Jangan Lewatkan Puasa Hari Arafah! Ini Amalan yang Bisa Hapus Dosa Dua Tahun Sekaligus
Mahendra Aditya Restiawan• Kamis, 5 Juni 2025 | 22:08 WIB
Ilustrasi sedekah. (Freepik)
RADAR KUDUS - Hari Arafah bukanlah hari biasa. Bagi umat Islam, momen ini adalah pintu emas untuk menghapus dosa, memperbanyak pahala, dan memperkuat ikatan spiritual dengan Sang Pencipta.
Di tahun 2025 ini, Hari Arafah jatuh pada Kamis, 5 Juni—sehari sebelum Iduladha. Momentum sakral ini bukan hanya istimewa bagi para jemaah haji di Tanah Suci, tapi juga bagi umat Muslim di seluruh dunia.
Hari yang dikenal sebagai puncak ibadah haji ini punya keutamaan yang luar biasa. Rasulullah SAW sendiri menegaskan bahwa doa di hari Arafah adalah yang paling mustajab.
Bahkan, siapa pun yang berpuasa di hari itu akan mendapatkan ampunan dosa selama dua tahun—satu tahun ke belakang dan satu tahun ke depan. Luar biasa, bukan?
Lalu, apa saja amalan yang bisa dilakukan umat Muslim di Hari Arafah agar tak kehilangan limpahan berkahnya?
Bagi umat Muslim yang tidak sedang berhaji, puasa Arafah adalah amalan yang paling dianjurkan. Ini bukan puasa biasa. Dalam sebuah hadis sahih riwayat Muslim, Rasulullah SAW bersabda:
“Puasa Arafah menghapus dosa tahun sebelumnya dan tahun yang akan datang.” (HR. Muslim no. 1162)
Walaupun masih memiliki utang puasa Ramadan, ulama seperti Imam Nawawi memperbolehkan tetap berpuasa Arafah, asalkan ada niat kuat untuk melunasi utang tersebut di kemudian hari.

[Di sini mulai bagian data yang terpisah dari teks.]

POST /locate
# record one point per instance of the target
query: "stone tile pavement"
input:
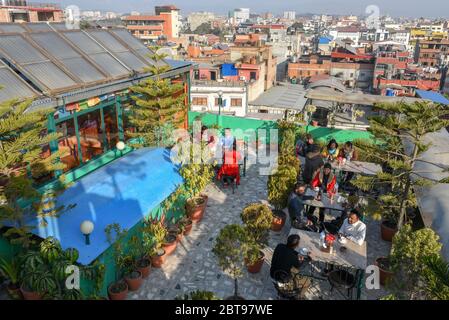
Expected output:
(194, 267)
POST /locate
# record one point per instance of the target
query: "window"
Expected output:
(236, 102)
(199, 101)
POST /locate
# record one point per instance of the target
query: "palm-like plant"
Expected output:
(437, 278)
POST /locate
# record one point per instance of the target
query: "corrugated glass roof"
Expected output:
(73, 61)
(119, 50)
(12, 87)
(100, 56)
(41, 70)
(5, 28)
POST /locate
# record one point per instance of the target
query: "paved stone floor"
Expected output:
(193, 265)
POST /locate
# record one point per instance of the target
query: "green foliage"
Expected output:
(158, 107)
(410, 251)
(115, 236)
(10, 270)
(400, 122)
(436, 277)
(22, 135)
(257, 218)
(199, 295)
(280, 184)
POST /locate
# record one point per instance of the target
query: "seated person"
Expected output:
(230, 167)
(302, 148)
(327, 182)
(286, 260)
(353, 229)
(331, 151)
(296, 206)
(227, 141)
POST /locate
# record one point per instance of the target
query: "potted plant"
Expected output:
(10, 270)
(133, 277)
(198, 295)
(153, 237)
(118, 290)
(254, 258)
(196, 177)
(385, 273)
(139, 254)
(230, 249)
(280, 184)
(410, 251)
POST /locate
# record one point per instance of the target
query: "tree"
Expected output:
(22, 135)
(231, 248)
(410, 251)
(158, 104)
(401, 126)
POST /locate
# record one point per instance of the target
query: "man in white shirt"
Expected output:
(353, 229)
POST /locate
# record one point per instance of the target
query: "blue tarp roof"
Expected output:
(432, 96)
(122, 192)
(325, 40)
(228, 69)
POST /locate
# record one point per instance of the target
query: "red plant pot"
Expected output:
(135, 281)
(387, 232)
(256, 267)
(30, 295)
(144, 267)
(118, 294)
(158, 260)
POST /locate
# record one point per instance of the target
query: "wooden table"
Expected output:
(354, 255)
(360, 167)
(325, 201)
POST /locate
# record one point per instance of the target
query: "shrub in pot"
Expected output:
(154, 233)
(10, 270)
(118, 290)
(258, 219)
(230, 249)
(410, 251)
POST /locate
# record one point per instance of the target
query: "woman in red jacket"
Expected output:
(230, 165)
(327, 182)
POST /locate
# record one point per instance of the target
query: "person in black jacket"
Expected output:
(286, 261)
(314, 161)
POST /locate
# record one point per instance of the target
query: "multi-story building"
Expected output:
(195, 19)
(290, 15)
(24, 11)
(164, 25)
(432, 53)
(240, 15)
(395, 73)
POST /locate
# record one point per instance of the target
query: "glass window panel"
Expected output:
(91, 135)
(110, 126)
(68, 144)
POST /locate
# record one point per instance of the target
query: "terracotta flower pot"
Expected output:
(30, 295)
(118, 290)
(144, 267)
(170, 245)
(384, 275)
(278, 220)
(158, 260)
(387, 231)
(134, 280)
(188, 228)
(256, 267)
(14, 291)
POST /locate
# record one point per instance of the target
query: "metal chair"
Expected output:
(343, 278)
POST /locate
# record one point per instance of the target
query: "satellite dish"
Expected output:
(166, 51)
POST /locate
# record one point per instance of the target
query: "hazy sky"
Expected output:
(408, 8)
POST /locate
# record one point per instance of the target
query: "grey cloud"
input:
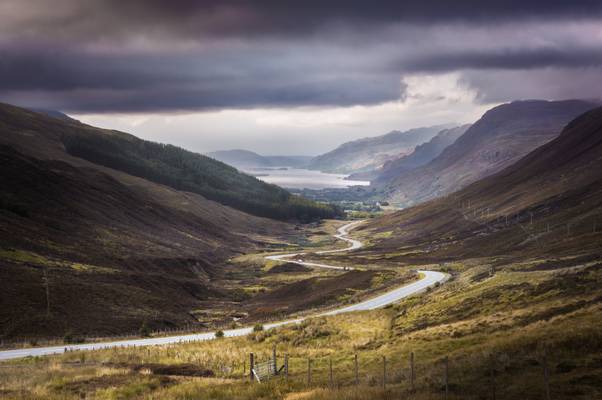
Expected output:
(109, 55)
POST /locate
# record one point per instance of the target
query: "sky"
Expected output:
(292, 77)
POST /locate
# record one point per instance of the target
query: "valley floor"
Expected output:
(520, 329)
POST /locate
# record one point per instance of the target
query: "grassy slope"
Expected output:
(159, 163)
(510, 302)
(107, 247)
(500, 138)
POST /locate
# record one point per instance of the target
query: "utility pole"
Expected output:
(47, 287)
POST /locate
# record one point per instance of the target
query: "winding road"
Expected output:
(429, 278)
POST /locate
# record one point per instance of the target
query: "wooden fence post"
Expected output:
(492, 377)
(251, 366)
(446, 376)
(357, 372)
(412, 371)
(384, 372)
(546, 375)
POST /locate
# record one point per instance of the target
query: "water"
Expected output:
(296, 178)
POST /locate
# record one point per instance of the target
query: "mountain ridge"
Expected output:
(369, 153)
(498, 139)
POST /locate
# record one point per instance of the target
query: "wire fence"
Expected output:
(487, 376)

2. Perbanyak Doa: Waktu Emas yang Tak Tertandingi
Hari Arafah adalah waktu terbaik untuk menengadahkan tangan dan memohon kepada Allah. Dalam sebuah hadis, Nabi Muhammad SAW bersabda:
“Sebaik-baik doa adalah doa pada hari Arafah.” (HR. Tirmidzi no. 3585)

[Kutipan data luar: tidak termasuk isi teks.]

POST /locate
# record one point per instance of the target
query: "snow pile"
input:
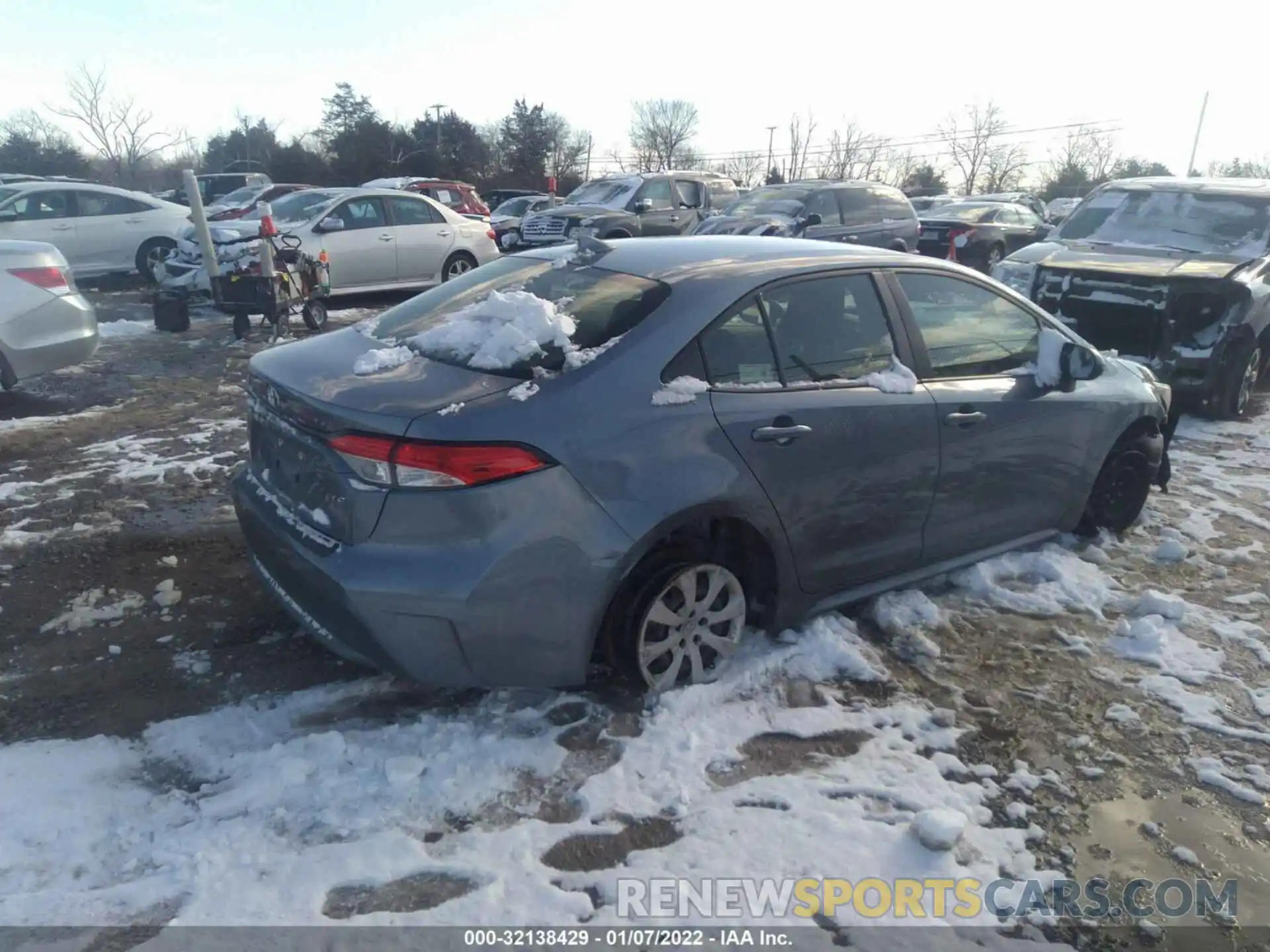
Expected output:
(124, 329)
(1057, 580)
(501, 331)
(87, 610)
(384, 360)
(681, 390)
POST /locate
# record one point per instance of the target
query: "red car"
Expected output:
(458, 196)
(241, 201)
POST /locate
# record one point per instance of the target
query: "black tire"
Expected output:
(171, 315)
(1234, 393)
(626, 616)
(316, 315)
(150, 254)
(1121, 489)
(458, 264)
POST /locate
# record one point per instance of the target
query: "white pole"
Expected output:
(201, 230)
(1195, 145)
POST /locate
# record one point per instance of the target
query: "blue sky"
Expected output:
(896, 69)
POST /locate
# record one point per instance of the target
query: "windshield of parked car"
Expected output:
(513, 207)
(966, 212)
(1185, 221)
(241, 196)
(296, 207)
(770, 201)
(517, 315)
(611, 193)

Gunakan kesempatan langka ini untuk memohon ampun, meminta rezeki, jodoh, kesehatan, hingga kebaikan dunia-akhirat. Tidak ada doa yang sia-sia pada hari ini.
3. Takbir Muqayyad: Gema Kalimat Tauhid yang Menggetarkan
Meskipun takbir identik dengan Iduladha, sebenarnya gema takbir sudah dimulai sejak subuh Hari Arafah.
Ini dikenal dengan takbir muqayyad, yaitu takbir yang dibaca setiap selesai salat, baik fardhu maupun sunnah.
Lafaznya sebagai berikut:
“Allahu Akbar, Allahu Akbar, Allahu Akbar, Laa ilaaha illallah, wallaahu akbar, Allahu Akbar wa lillaahil hamd.”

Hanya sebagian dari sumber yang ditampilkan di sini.